There was silence on the grounds and from the castle. Voldemort was so close to him that Harry did not dare to open his eyes again.
"Come," said Voldemort, and Harry heard him move ahead, and Hagrid was forced to follow. Now Harry opened his eyes a fraction, and saw Voldemort striding in front of them, wearing the great snake Nagini around his shoulders, now free of her enchanted cage. But Harry had no possibility of extracting the wand concealed under his robes without being noticed by the Death Eaters, who marched on either side of them through the slowly lightening darkness. . . .
"Harry," sobbed Hagrid. "Oh, Harry. . . Harry. . ."
Harry shut his eyes tight again. He knew that they were approaching the castle and strained his ears to distinguish, above the gleeful voices of the Death Eaters and their tramping footsteps, signs of life from those within.
"Stop."
The Death Eaters came to a halt: Harry heard them spreading out in a line facing the open front doors of the school. He could see, even through his closed lids, the reddish glow that meant light streamed upon him from the entrance hall. He waited. Any moment, the people for whom he had tried to die would see him, lying apparently dead, in Hagrid's arms.
"NO!"
The scream was the more terrible because he had never expected or dreamed that Professor McGonagall could make such a sound. He heard another woman laughing nearby, and knew that Bellatrix gloried in McGonagall's despair, he squinted again for a single second and saw the doorway filling with people, as the survivors of the battle came out onto the front steps to face their vanquishers and see the truth of Harry's death for themselves. He saw Voldemort standing a little in front of him, stroking Nagini's head with a single white finger. He closed his eyes again.
"No!"
"No!"
"Harry! HARRY!"
Ron's, Hermione's, and Ginny's voices were worse than McGonagall's; Harry wanted nothing more than to call back, yet he made himself lie silent, and their cry's acted like a trigger; the crowd of survivors took up the cause, screaming and yelling abuse at the Death Eaters, until —
"SILENCE!" cried Voldemort, and there was a bang and a flash of light, and silence was forced upon them all. (Deathly Hallows—Chapter Thirty-six—The Flaw in the Plan) "Hagrid, toss his body in between us all. Where he belongs."

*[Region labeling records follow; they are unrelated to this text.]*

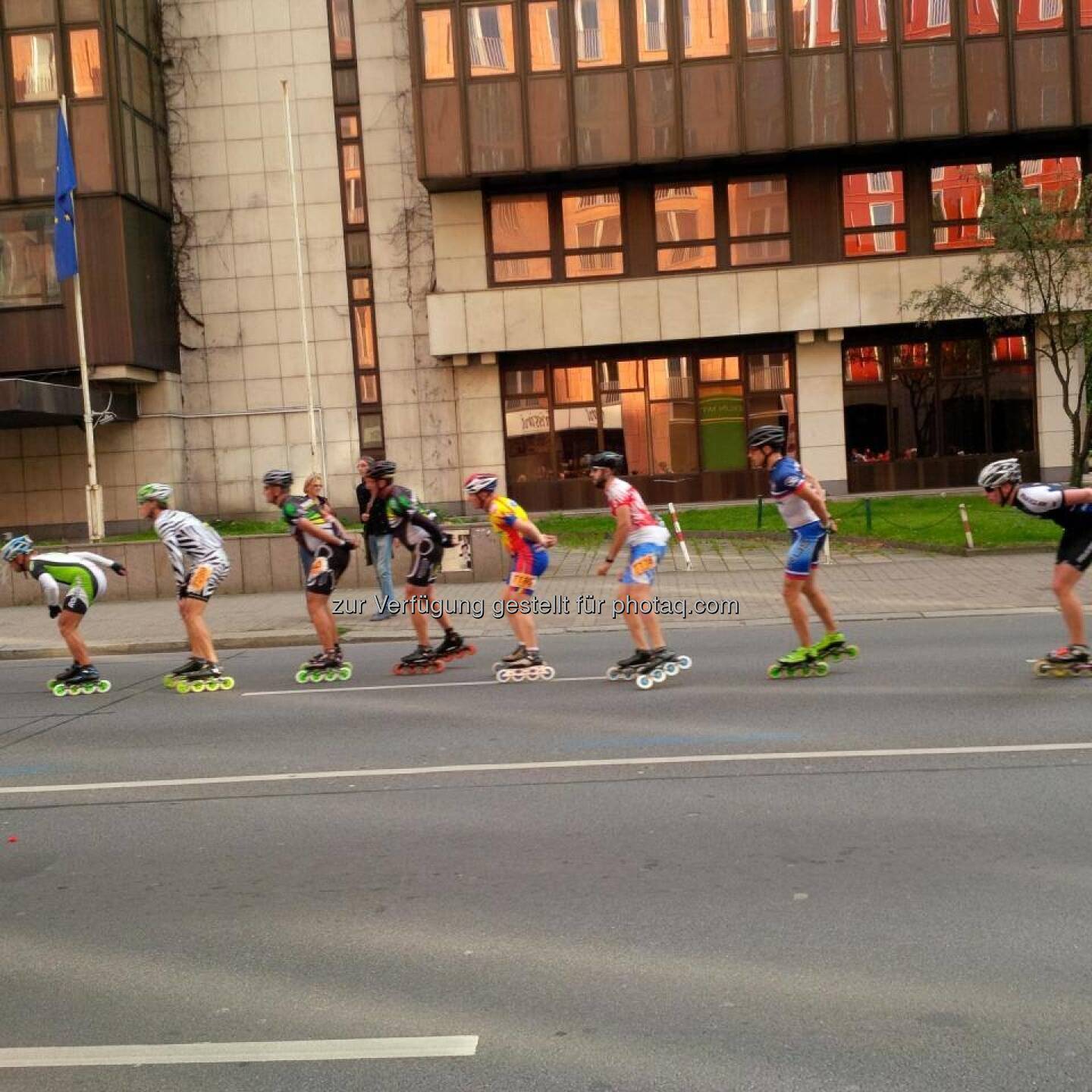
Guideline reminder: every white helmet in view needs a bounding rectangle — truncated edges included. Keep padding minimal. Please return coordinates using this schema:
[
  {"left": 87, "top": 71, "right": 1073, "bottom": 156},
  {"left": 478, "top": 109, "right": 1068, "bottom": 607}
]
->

Harry felt himself go airborne and, as soon as he was in the air, he was landing and skidding across the rock covered ground. Hearing the cries of the half-giant, and the gasps of the Battle Survivors. He continued to lie there limp, and lifeless. "'Arry. . .I'm sorry. . ."
He was facing the castle on his side, but he could hear Voldemort speaking. "You see?" Harry could hear him striding back and forth, from his position, "Harry Potter is dead! Do you understand now, deluded ones? He was nothing, ever, but a boy who relied on others to sacrifice themselves for him!"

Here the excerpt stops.